Snapchat has agreed to join an EU-sponsored group of US Internet giants to combat hate speech and online extremism, EU officials said on Monday.
Snapchat, a multi-media messaging app, joins Instagram and the Google+ social network as well as founding participants YouTube, Microsoft, Twitter, and Facebook in a "code of conduct" to look at suspicious content within 24 hours and remove it.
"I welcome Snapchat's commitment to tackle illegal online content," EU Justice Commissioner Vera Jourova said in a statement.
"The growing number of participants proves that the EU Code of Conduct is an efficient way to make the Internet a safer place," Jourova said.
"This is particularly important as it will help protect the younger generations that use Snapchat."
The EU joined forces with US-based Internet firms two years ago amid growing alarm in Europe over the use of social media as a recruiting tool, especially by the Islamic State group.

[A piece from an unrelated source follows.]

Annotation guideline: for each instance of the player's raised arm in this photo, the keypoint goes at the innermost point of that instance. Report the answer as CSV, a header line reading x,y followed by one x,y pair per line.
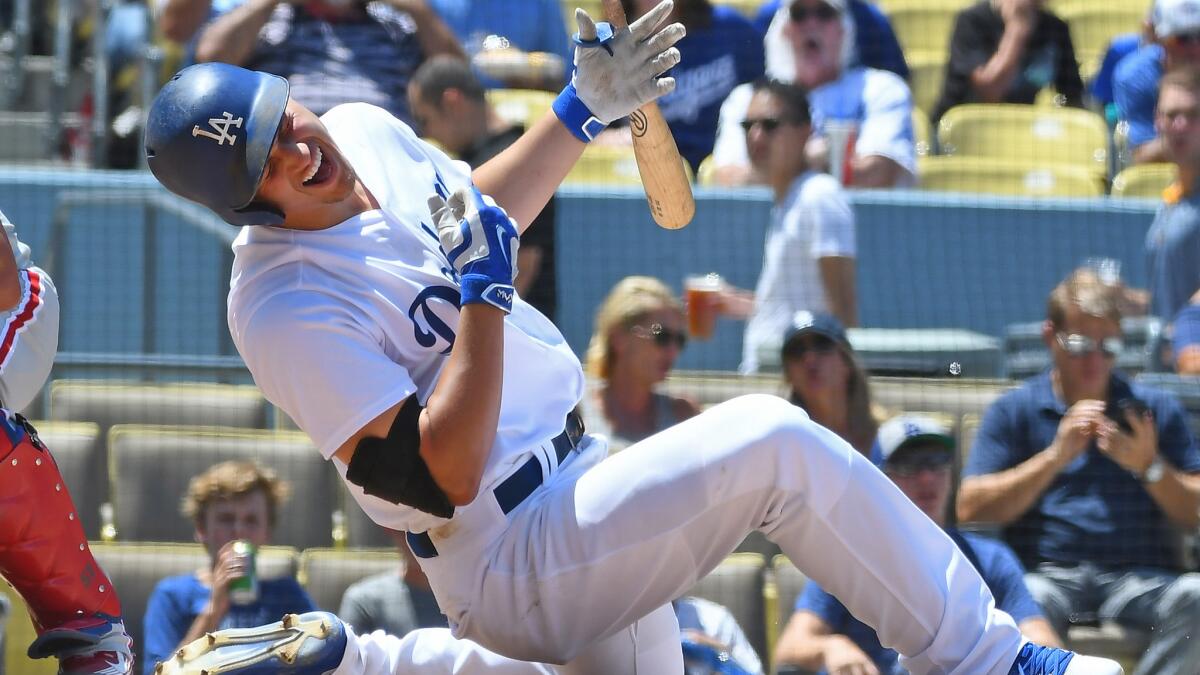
x,y
616,73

Issuing a report in January, Jourova said she would continue having the industry regulate itself under the code of conduct after hailing progress among the Internet firms to remove threatening material.
The European Commission, the executive arm of the 28-nation EU, said at the time that IT firms removed 70 percent of the illegal speech notified to them in the few months before January.
That compared to 59 percent before May 2017, and 28 percent in the months after the code of conduct was launched in May 2016.
Jourova added that IT firms have also strengthened cooperation with civil society organisations, including training, to better detect and report suspected cases of hate speech.
The leaders of EU states last year urged Internet firms to do their utmost to combat online extremism or face the possibility of legislation if industry self-regulation failed.
The EU said it will decide whether further steps are needed in the next few months to fight hate speech.